As the weather cools down in many areas of the country, household heat becomes necessary for most families. Many consumers attempt to reduce the annual cost of running their home heating system by supplementing with space heaters. In other areas of the country where the ambient temperature never dips much below 55 degrees, space heaters are the main source of heat on chilly days.
The most common space heaters are electric, so for the purposes of this article, we’ll concentrate on those.
Do space heaters save money?
The biggest factor in determining whether a space heater saves money is how many watts it draws. A 1500-watt space heater – as the name implies – draws 1500 watts. An electric space heater is 100 percent efficient, meaning that all of the watts it draws are expended in heat energy.
But while you might save in gas, home heating oil or even pellets, you’ll spend money in electricity while using an electric space heater. The formula for understanding the cost of operating a space heater is this:
Watts x Hours of Use/1000 x Cost per Kilowatt Hour = Cost of Operation
For example, if you run a 1,500-watt space heater every day for 24 hours, at a rate of 7.57 cents per kilowatt hour, your total cost to run the heater for a day would be $2.73. For a month, you’d add $81.76 to your energy cost.

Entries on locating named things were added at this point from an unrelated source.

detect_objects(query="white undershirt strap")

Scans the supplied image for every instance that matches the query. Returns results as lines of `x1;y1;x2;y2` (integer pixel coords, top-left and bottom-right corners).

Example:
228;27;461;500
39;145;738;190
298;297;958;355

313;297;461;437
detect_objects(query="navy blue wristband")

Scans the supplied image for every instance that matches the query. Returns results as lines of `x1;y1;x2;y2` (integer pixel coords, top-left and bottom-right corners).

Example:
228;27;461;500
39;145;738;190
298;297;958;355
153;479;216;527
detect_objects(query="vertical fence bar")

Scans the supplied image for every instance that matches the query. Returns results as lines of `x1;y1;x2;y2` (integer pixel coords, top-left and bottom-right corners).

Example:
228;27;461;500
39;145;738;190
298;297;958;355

What’s a Space Heater Good For?
Space heaters do an excellent job heating a very small area for a short period of time. If your intention is to provide a little bit of added comfort while you’re watching television for a few hours in your finished basement, while the central heating system is set at a cool 62 degrees, an electric space heater is a completely efficient source of heat.

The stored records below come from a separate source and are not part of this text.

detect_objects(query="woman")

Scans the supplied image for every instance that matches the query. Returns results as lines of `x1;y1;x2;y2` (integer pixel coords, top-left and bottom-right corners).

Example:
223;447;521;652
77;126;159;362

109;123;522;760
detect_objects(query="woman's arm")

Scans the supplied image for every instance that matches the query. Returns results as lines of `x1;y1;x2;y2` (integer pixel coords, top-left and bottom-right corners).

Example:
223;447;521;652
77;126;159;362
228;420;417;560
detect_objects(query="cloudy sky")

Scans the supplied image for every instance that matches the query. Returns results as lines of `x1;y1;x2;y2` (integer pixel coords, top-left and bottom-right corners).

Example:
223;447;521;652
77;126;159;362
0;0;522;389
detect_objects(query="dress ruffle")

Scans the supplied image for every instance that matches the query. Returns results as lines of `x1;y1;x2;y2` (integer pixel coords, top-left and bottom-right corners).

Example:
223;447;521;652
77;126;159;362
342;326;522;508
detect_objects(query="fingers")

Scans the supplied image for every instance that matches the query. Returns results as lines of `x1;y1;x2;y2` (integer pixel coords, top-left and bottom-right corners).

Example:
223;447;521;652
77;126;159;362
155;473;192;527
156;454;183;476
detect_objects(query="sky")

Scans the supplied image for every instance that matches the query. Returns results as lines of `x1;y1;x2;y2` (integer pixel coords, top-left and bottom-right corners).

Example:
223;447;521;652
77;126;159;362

But if you’re planning on running three or four space heaters while your thermostat is set at 72, you’d probably be much better off spending the money you’ll pay for a space heater, plus the cost of running it for a year, adding insulation and fixing drafts.
Safer Heating Options
The other thing to consider is that a space heater is dangerous. In fact, space heaters are the second leading cause of fire injury or death. In 2009, fire departments across the nation responded to more than 55,000 residential fires involving some sort of supplemental heating equipment, resulting in nearly 500 deaths and more than $1 billion in property damage.

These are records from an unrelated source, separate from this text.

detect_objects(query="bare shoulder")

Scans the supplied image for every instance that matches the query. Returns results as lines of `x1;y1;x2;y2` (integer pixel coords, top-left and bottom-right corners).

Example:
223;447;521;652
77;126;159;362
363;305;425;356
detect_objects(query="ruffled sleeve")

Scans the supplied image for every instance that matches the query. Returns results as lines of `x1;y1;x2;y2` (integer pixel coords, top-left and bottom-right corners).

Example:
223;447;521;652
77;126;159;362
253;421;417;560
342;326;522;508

Fireplaces and chimney fires still cause more home-related heating fires, but space heaters account for more than 80 percent of heating-related deaths, because so many of them are operated when occupants are asleep.
The two most common situations in which space heaters cause fires were failure to clean the heating equipment properly, and placing it too close to a combustible material.
Central heating systems and plain old blankets and sweaters are a much safer alternative to space heaters. If you really must add a space heater, always keep it at least three feet from curtains, bedding, or any other combustible material, and always select a heater that will automatically shut off if it’s tipped over or overheated. And never use a space heater when you’re asleep.
The use of a space heater in your home can provide significant energy and cost savings if used in the right way. The area where you live, and the severity of the winter weather, and your adherence to basic safety rules will help determine whether a space heater is the safest, most cost-efficent option for you and your family.